Turquie : des élections compliquées pour l’AKP ?

Interview
25 mars 2014
Le point de vue de Didier Billion
Ces derniers mois ont été marqués par une mise sous contrôle par le gouvernement turc d’Internet ainsi que des réseaux de communication comme Facebook et Tweeter. Au vu de ces dérives autoritaires, comment peut-on qualifier le régime actuellement en place en Turquie ?
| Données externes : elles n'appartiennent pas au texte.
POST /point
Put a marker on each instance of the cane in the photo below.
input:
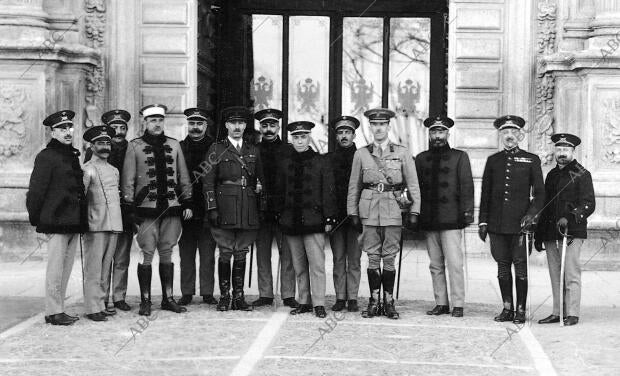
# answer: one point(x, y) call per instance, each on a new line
point(562, 263)
point(251, 262)
point(400, 260)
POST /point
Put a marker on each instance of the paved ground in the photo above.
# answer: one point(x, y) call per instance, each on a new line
point(268, 341)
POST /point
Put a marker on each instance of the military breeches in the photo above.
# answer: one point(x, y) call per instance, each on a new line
point(508, 249)
point(99, 249)
point(381, 242)
point(572, 276)
point(264, 242)
point(196, 235)
point(308, 253)
point(60, 255)
point(160, 233)
point(233, 242)
point(444, 247)
point(117, 272)
point(347, 255)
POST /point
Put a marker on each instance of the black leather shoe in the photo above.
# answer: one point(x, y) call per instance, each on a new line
point(340, 305)
point(262, 301)
point(551, 319)
point(302, 308)
point(185, 300)
point(122, 305)
point(352, 306)
point(99, 316)
point(439, 310)
point(59, 319)
point(505, 315)
point(571, 320)
point(209, 299)
point(319, 311)
point(290, 302)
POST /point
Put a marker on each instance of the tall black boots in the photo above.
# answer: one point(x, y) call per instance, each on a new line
point(521, 284)
point(388, 289)
point(223, 271)
point(166, 275)
point(505, 287)
point(374, 283)
point(238, 275)
point(144, 279)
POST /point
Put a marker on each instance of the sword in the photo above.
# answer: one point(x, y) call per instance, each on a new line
point(562, 263)
point(251, 262)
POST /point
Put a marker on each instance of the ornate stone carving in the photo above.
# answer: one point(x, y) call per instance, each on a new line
point(14, 101)
point(94, 27)
point(544, 126)
point(611, 130)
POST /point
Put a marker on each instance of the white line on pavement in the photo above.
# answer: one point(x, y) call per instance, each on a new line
point(541, 360)
point(389, 361)
point(433, 326)
point(260, 345)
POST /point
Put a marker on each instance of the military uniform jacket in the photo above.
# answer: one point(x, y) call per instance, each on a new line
point(381, 208)
point(509, 178)
point(447, 189)
point(101, 181)
point(342, 160)
point(569, 194)
point(155, 178)
point(305, 184)
point(55, 200)
point(230, 182)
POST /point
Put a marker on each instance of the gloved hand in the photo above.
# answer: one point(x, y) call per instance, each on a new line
point(562, 224)
point(527, 222)
point(412, 222)
point(356, 223)
point(214, 217)
point(482, 232)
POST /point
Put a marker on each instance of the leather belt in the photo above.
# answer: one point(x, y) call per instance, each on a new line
point(383, 187)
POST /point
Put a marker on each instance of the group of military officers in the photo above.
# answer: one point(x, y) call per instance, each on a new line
point(209, 192)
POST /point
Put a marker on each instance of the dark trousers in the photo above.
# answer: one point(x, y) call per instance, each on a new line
point(508, 249)
point(196, 235)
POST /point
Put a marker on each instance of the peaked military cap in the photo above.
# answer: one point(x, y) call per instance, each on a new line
point(59, 118)
point(379, 114)
point(439, 121)
point(268, 114)
point(565, 139)
point(99, 132)
point(345, 121)
point(197, 114)
point(115, 117)
point(509, 121)
point(300, 127)
point(153, 110)
point(235, 113)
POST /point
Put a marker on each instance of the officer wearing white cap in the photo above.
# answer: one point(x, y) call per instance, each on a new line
point(101, 181)
point(307, 209)
point(506, 211)
point(196, 232)
point(156, 183)
point(447, 189)
point(345, 248)
point(380, 173)
point(56, 205)
point(271, 150)
point(569, 202)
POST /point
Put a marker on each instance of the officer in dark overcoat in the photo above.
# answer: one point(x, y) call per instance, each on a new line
point(230, 183)
point(510, 177)
point(569, 202)
point(447, 206)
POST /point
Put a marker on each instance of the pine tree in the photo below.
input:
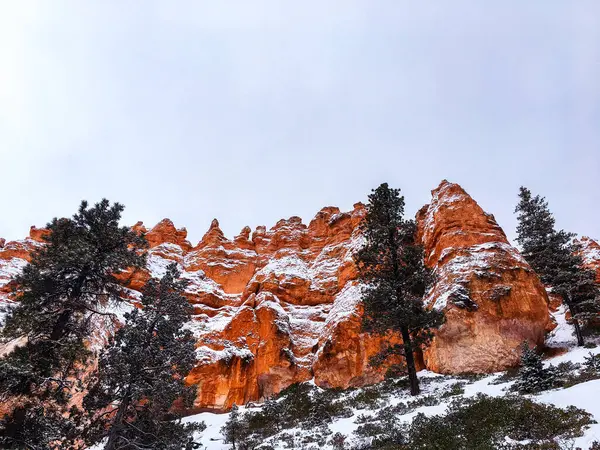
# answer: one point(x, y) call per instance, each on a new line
point(395, 278)
point(231, 431)
point(141, 374)
point(591, 363)
point(533, 376)
point(69, 282)
point(555, 257)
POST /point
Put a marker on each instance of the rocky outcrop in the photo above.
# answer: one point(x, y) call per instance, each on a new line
point(282, 305)
point(492, 299)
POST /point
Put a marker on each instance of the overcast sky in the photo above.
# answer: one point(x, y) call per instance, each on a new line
point(250, 111)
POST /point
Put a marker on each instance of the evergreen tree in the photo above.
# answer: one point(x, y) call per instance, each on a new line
point(141, 374)
point(533, 376)
point(555, 257)
point(395, 278)
point(231, 431)
point(69, 282)
point(591, 363)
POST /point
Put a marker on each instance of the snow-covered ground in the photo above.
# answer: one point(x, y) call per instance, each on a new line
point(584, 395)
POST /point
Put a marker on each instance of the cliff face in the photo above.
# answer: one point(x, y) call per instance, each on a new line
point(492, 298)
point(278, 306)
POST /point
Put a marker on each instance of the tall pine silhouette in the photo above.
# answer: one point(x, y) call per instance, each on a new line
point(395, 278)
point(69, 282)
point(555, 257)
point(141, 374)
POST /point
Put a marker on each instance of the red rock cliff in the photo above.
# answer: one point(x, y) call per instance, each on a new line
point(278, 306)
point(492, 298)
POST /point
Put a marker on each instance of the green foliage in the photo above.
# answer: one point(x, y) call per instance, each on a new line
point(394, 277)
point(141, 374)
point(592, 363)
point(556, 258)
point(533, 376)
point(482, 423)
point(67, 285)
point(35, 426)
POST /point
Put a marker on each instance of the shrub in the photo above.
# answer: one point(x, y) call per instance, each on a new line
point(483, 422)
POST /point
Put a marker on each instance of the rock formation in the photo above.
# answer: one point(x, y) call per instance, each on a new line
point(492, 299)
point(278, 306)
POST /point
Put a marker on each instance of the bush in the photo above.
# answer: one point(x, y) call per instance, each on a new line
point(483, 422)
point(533, 376)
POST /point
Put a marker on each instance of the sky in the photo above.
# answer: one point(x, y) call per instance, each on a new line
point(250, 111)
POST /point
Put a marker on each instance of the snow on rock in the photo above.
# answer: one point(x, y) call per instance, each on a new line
point(288, 296)
point(492, 299)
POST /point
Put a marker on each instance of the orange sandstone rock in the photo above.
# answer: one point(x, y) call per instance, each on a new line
point(282, 305)
point(492, 299)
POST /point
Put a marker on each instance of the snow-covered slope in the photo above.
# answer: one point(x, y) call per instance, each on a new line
point(585, 395)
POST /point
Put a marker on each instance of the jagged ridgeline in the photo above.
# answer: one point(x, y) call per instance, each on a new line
point(279, 306)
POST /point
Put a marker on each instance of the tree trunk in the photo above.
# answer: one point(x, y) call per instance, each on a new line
point(576, 324)
point(410, 362)
point(59, 328)
point(578, 333)
point(116, 424)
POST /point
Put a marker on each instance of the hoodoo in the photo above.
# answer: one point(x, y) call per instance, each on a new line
point(278, 306)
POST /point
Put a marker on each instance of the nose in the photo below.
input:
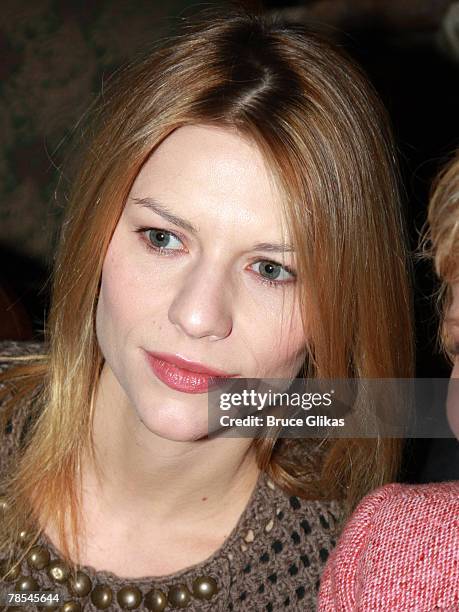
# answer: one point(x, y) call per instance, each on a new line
point(201, 307)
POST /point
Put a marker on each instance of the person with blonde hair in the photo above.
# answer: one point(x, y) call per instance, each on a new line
point(400, 549)
point(236, 214)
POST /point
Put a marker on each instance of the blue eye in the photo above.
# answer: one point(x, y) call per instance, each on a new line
point(273, 273)
point(160, 240)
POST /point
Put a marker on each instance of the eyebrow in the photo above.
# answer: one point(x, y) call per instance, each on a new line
point(163, 211)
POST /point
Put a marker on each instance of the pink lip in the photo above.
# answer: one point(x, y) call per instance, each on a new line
point(184, 375)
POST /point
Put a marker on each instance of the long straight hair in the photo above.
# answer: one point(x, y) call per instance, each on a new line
point(325, 138)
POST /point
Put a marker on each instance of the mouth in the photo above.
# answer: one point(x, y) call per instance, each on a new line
point(183, 375)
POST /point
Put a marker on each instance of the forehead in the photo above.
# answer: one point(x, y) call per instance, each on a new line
point(211, 172)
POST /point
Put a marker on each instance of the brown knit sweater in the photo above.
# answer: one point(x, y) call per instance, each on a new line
point(272, 560)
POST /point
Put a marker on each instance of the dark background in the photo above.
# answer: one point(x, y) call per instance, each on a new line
point(56, 54)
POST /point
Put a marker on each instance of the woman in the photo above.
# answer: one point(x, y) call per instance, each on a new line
point(236, 214)
point(400, 549)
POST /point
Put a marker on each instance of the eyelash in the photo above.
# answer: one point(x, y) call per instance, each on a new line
point(163, 252)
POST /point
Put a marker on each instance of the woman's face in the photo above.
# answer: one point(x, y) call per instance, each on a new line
point(220, 292)
point(452, 328)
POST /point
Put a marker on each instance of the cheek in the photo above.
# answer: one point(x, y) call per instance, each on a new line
point(120, 300)
point(280, 343)
point(452, 402)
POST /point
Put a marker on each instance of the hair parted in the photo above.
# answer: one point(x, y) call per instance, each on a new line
point(326, 140)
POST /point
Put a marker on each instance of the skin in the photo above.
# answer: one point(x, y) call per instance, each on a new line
point(163, 481)
point(452, 332)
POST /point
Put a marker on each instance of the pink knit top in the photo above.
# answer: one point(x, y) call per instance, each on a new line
point(399, 551)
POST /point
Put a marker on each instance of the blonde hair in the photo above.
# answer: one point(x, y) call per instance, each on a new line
point(326, 139)
point(440, 240)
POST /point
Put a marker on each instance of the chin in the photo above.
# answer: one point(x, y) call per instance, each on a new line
point(175, 425)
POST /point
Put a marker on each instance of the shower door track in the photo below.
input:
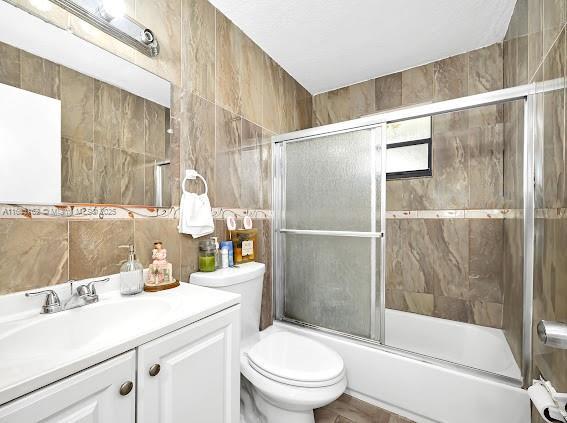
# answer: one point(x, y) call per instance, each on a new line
point(526, 93)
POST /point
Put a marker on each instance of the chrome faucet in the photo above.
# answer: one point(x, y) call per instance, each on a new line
point(83, 295)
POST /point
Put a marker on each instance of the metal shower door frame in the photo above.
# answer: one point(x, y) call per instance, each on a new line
point(527, 93)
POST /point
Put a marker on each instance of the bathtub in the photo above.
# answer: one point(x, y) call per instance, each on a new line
point(425, 392)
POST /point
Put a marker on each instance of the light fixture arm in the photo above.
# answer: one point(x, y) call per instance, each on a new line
point(124, 29)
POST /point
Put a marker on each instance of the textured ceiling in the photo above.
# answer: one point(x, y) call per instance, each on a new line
point(327, 44)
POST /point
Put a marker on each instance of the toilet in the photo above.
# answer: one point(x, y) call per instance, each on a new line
point(285, 375)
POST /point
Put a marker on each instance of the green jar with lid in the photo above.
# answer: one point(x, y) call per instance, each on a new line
point(207, 249)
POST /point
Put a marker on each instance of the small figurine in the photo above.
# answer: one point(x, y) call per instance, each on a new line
point(159, 254)
point(160, 269)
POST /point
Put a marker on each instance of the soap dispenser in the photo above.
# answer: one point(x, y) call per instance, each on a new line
point(131, 274)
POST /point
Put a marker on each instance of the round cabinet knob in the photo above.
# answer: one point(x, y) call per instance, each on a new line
point(126, 388)
point(154, 370)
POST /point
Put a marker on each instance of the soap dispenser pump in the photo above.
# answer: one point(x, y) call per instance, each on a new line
point(131, 274)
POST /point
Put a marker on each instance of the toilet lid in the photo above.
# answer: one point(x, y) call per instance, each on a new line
point(296, 360)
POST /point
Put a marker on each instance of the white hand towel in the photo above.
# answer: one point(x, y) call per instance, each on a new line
point(195, 215)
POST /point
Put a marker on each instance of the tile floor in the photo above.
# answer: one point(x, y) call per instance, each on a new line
point(348, 409)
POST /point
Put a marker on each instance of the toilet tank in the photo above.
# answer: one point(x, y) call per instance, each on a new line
point(245, 279)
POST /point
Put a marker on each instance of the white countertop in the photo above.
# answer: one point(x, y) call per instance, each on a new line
point(38, 349)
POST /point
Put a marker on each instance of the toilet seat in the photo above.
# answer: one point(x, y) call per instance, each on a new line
point(296, 360)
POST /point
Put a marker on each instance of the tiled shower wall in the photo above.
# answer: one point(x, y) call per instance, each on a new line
point(442, 260)
point(229, 97)
point(535, 51)
point(110, 137)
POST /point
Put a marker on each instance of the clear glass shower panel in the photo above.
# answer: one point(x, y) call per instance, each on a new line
point(329, 182)
point(330, 228)
point(327, 282)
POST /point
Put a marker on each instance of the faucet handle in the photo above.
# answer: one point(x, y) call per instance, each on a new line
point(52, 302)
point(91, 285)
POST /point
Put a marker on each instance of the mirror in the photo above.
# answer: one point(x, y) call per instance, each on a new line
point(78, 124)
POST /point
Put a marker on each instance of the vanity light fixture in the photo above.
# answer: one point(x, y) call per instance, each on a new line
point(110, 17)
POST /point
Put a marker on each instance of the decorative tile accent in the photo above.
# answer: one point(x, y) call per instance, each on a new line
point(90, 212)
point(441, 214)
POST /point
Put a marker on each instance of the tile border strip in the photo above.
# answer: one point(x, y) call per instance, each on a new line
point(100, 212)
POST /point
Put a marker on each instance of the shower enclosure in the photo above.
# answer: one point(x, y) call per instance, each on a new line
point(345, 262)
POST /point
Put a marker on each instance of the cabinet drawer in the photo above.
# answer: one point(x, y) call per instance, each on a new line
point(198, 378)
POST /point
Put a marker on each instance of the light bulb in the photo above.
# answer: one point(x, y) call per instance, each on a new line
point(43, 5)
point(112, 9)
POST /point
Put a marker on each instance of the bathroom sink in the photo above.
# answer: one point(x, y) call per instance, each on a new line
point(68, 335)
point(80, 328)
point(38, 349)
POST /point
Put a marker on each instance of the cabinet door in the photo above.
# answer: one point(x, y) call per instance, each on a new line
point(199, 376)
point(91, 396)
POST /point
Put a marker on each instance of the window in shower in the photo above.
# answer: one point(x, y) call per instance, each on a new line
point(409, 149)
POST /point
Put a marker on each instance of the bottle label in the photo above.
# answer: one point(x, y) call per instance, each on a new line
point(247, 248)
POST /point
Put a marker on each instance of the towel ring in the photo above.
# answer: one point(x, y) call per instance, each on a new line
point(191, 174)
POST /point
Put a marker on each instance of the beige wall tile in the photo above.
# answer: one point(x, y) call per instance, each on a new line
point(451, 77)
point(554, 166)
point(132, 178)
point(486, 244)
point(485, 69)
point(388, 91)
point(132, 127)
point(39, 75)
point(344, 104)
point(9, 65)
point(77, 105)
point(154, 132)
point(198, 47)
point(535, 36)
point(553, 21)
point(149, 180)
point(148, 231)
point(34, 253)
point(251, 88)
point(77, 160)
point(449, 248)
point(189, 256)
point(228, 64)
point(266, 169)
point(107, 175)
point(486, 167)
point(413, 302)
point(107, 115)
point(93, 246)
point(272, 96)
point(163, 17)
point(228, 135)
point(417, 85)
point(449, 186)
point(198, 142)
point(251, 166)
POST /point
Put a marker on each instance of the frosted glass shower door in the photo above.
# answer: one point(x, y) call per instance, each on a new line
point(330, 236)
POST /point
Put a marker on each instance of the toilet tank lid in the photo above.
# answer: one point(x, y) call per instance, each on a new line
point(231, 276)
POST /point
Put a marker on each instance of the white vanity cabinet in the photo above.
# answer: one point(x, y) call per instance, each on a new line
point(92, 395)
point(199, 373)
point(198, 380)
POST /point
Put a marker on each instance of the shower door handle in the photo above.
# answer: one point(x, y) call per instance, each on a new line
point(553, 334)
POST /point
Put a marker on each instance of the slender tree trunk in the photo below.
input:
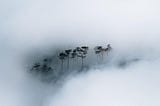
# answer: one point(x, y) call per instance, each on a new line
point(62, 66)
point(68, 64)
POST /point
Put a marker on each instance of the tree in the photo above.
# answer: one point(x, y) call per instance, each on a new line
point(62, 57)
point(68, 56)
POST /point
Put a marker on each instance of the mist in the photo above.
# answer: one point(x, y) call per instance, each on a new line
point(33, 29)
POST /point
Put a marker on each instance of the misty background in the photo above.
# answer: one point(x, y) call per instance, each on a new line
point(131, 27)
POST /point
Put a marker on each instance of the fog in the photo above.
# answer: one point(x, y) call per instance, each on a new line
point(37, 28)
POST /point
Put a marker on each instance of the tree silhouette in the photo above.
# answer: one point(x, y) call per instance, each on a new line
point(68, 56)
point(82, 52)
point(62, 57)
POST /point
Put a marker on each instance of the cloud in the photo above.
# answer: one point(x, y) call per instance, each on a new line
point(132, 28)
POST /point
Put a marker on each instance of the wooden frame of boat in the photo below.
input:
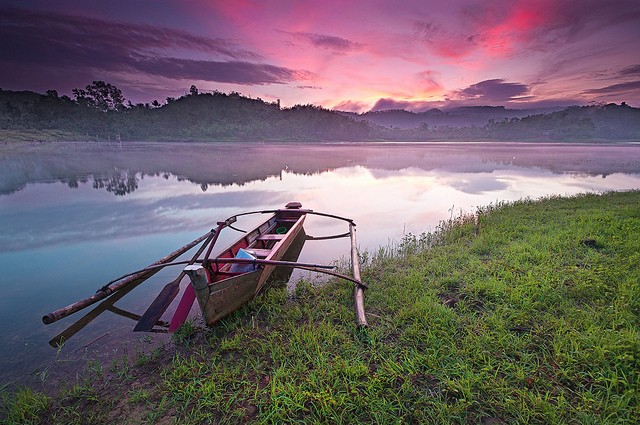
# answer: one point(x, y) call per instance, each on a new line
point(222, 288)
point(222, 284)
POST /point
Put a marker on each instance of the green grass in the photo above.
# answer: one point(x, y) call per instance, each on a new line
point(519, 313)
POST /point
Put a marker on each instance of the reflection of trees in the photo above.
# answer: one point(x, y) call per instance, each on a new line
point(119, 184)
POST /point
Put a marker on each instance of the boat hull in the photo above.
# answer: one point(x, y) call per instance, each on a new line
point(274, 240)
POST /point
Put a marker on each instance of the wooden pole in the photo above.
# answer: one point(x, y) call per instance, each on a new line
point(358, 290)
point(110, 289)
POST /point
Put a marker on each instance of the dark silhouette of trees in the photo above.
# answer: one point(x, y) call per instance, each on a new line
point(100, 95)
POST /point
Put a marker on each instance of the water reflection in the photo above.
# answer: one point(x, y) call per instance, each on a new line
point(74, 217)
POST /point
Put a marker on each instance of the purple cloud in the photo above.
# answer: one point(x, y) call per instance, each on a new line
point(385, 104)
point(630, 71)
point(616, 88)
point(496, 90)
point(329, 42)
point(84, 47)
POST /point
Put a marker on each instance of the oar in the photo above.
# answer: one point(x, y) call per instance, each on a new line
point(189, 295)
point(109, 289)
point(157, 308)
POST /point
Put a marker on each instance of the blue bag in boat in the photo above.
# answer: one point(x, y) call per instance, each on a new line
point(243, 268)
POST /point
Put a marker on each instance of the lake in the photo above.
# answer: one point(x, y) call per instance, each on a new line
point(74, 216)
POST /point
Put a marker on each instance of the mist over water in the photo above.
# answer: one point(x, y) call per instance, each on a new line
point(74, 216)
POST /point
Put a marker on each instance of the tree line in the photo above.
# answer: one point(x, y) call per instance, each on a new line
point(100, 112)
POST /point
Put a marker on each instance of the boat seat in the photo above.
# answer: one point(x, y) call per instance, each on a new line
point(260, 253)
point(270, 237)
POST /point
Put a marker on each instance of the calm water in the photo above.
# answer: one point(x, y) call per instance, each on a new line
point(75, 216)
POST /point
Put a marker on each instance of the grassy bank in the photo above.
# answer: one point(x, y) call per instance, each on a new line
point(521, 313)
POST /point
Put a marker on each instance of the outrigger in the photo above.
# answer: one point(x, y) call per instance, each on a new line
point(224, 283)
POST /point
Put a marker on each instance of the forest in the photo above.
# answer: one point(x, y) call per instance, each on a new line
point(99, 112)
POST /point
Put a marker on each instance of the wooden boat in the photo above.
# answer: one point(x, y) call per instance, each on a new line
point(222, 287)
point(224, 283)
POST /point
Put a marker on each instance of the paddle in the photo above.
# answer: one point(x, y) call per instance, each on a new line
point(109, 289)
point(157, 308)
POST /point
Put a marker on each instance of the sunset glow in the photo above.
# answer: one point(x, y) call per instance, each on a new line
point(355, 56)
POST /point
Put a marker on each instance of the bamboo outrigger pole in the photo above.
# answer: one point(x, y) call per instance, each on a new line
point(358, 290)
point(108, 289)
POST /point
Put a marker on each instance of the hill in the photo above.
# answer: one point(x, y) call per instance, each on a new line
point(99, 112)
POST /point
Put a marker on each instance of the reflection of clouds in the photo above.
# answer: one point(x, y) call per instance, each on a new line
point(70, 220)
point(384, 201)
point(476, 183)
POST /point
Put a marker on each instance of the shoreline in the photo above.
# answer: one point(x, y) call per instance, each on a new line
point(462, 321)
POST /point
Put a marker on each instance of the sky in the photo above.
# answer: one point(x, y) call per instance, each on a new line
point(355, 55)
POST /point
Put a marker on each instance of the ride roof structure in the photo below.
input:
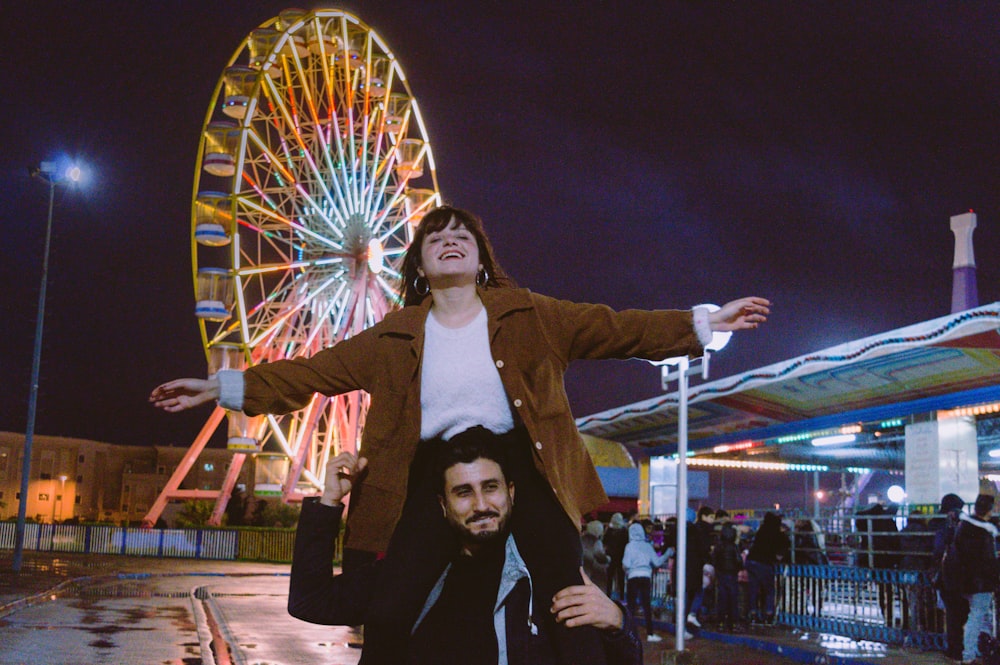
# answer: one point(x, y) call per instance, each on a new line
point(866, 390)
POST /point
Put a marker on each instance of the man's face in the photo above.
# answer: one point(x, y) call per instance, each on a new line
point(477, 501)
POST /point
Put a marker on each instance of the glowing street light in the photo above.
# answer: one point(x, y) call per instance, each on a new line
point(54, 174)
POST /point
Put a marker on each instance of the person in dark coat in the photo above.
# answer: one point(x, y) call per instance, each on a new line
point(615, 539)
point(975, 542)
point(728, 564)
point(484, 607)
point(595, 558)
point(809, 550)
point(956, 606)
point(770, 546)
point(917, 544)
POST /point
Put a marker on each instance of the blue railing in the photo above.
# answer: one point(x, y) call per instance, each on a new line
point(218, 544)
point(896, 607)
Rappelons tout d’abord que l’ensemble des mesures concernant les droits individuels et collectifs qui ont été prises au cours de ces dernières semaines contre les réseaux sociaux, notamment Facebook et, la semaine dernière, Tweeter, s’inscrivent en réalité dans une sorte de glissement liberticide généralisé du gouvernement turc depuis maintenant plusieurs années. On peut en effet considérer que, depuis trois ans, une série de mesures ont été prises touchant pour la plupart aux questions sociétales et visant à faire régner un ordre moral dans ce pays. C’était d’ailleurs l’une des causes de l’explosion du mouvement de contestation qui s’est produit l’année dernière, au mois de juin, notamment à Istanbul, dans un premier temps, ce mouvement ayant fait par la suite tâche d’huile dans la plupart des grandes villes du pays. En dépit de ce mouvement de contestation, le gouvernement est resté bien évidemment en place mais les faits politiques se sont compliqués depuis le mois de décembre 2013 puisque depuis lors une série de scandales de corruption et de cas de prévarication touchant les milieux proches du pouvoir ont été révélés. Evidemment, cette situation affaiblit l’autorité du Premier ministre mais le radicalisent dans le même temps puisqu’il considère depuis maintenant des semaines qu’il y a une sorte de complot intérieur, voire international, contre la Turquie. C’est une véritable fuite en avant qui est mise en œuvre par Recep Erdogan qui mène une campagne électorale extrêmement combative mais qui, en même temps, prend des mesures qui, de notre point de vue, sont tout à la fois condamnables et inefficaces. En effet, comment peut-on imaginer qu’en interdisant les réseaux sociaux cela puisse déminer les affaires de corruption et leur révélation ? Cette fuite en avant est préoccupante, c’est le moins qu’on puisse dire, mais cela ne signifie pas pour autant que nous sommes en présence d’un régime fasciste comme on peut le dire parfois. La nature de ce régime est très paradoxale : ce gouvernement et la majorité parlementaire ont été élus démocratiquement ; il n’empêche que c’est un gouvernement qui, par une série de mesures dont on vient d’en rappeler quelques-unes, est marqué par une sorte de vertige liberticide. C’est donc un régime incontestablement autoritaire et qui se radicalise graduellement et qui induit une dangereuse polarisation politique au sein de la société turque.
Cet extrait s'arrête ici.